Oregon Iron Works has sued the Oregon Department of Transportation, accusing the state of bad faith in negotiating mitigation payments in connection with the Columbia River Crossing project.
The company was one of three manufacturers that inked deals with project leaders earlier this year as compensation for a bridge height that would squeeze their operations on the Columbia River. Oregon Iron Works agreed to accept $11.8 million. Greenberry Industrial would get $24.8 million under its agreement; Thompson Metal Fab would receive $49.8 million.
Oregon Iron Works, which was first to sign its agreement, said in a complaint filed Friday in Clackamas County, Ore., that the deals later given to the other two companies would put it at a competitive disadvantage. Oregon Iron Works argued the payments promised to Thompson and Greenberry aren’t based on their actual business capacity.

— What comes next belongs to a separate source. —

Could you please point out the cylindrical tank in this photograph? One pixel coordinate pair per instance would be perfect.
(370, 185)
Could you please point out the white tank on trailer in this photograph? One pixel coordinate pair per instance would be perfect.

“The mitigation payments to Greenberry and TMF are excessive and unreasonable, particularly in relation to the proposed payment to OIW,” the complaint reads.
ODOT Director Matt Garrett called the lawsuit “frivolous” in a statement released Friday. The state will immediately move to throw out the complaint, he said.
“We are disappointed by this action,” Garrett said. “We have a signed contract that is fair to OIW and Oregon taxpayers. We are confident that this lawsuit is frivolous and without merit and should be dismissed.”
The CRC would build a new Interstate 5 bridge with 116 feet of clearance — too low for the three businesses to ship their largest industrial products underneath. The existing twin spans offer 178 feet of head room when lifted.
The mitigation agreements were a key part of the CRC’s efforts to secure a bridge permit from the U.S. Coast Guard, which was granted late last month.
Oregon Iron Works and Greenberry signed both signed their agreements in May. Negotiations with Thompson stalled after Washington largely pulled out of the project in July, lacking any authorized funds from the state legislature. It wasn’t until late August that Thompson — as CRC leaders were staring down a shrinking window from the Coast Guard — finalized its deal.
Officials from Oregon Iron Works soon learned the terms of the others’ agreements. The company approached ODOT about the issue, but was told the state wouldn’t reopen negotiations, according to the complaint. The two sides went to mediation earlier this month.
All three companies operate facilities at the Columbia Business Center in Vancouver. Oregon Iron Works argued in the complaint that giving Thompson and Greenberry higher payments will put them in better position to bid on jobs, make capital improvements, even hire away Oregon Iron Works employees.
Oregon Iron Works asked the court to declare that the other two deals were in breach of the “express and implied undertakings” of its own agreement. It didn’t specify damages, but requested further relief as deemed appropriate by the court.
ODOT noted that Oregon Iron Works voluntarily signed its agreement based on its own information, past business performance and future plans.
None of the agreements will be paid out until the $2.7 billion project is fully funded and ready for construction. The CRC still needs a funding authorization from Oregon and a crucial federal grant, plus other permits.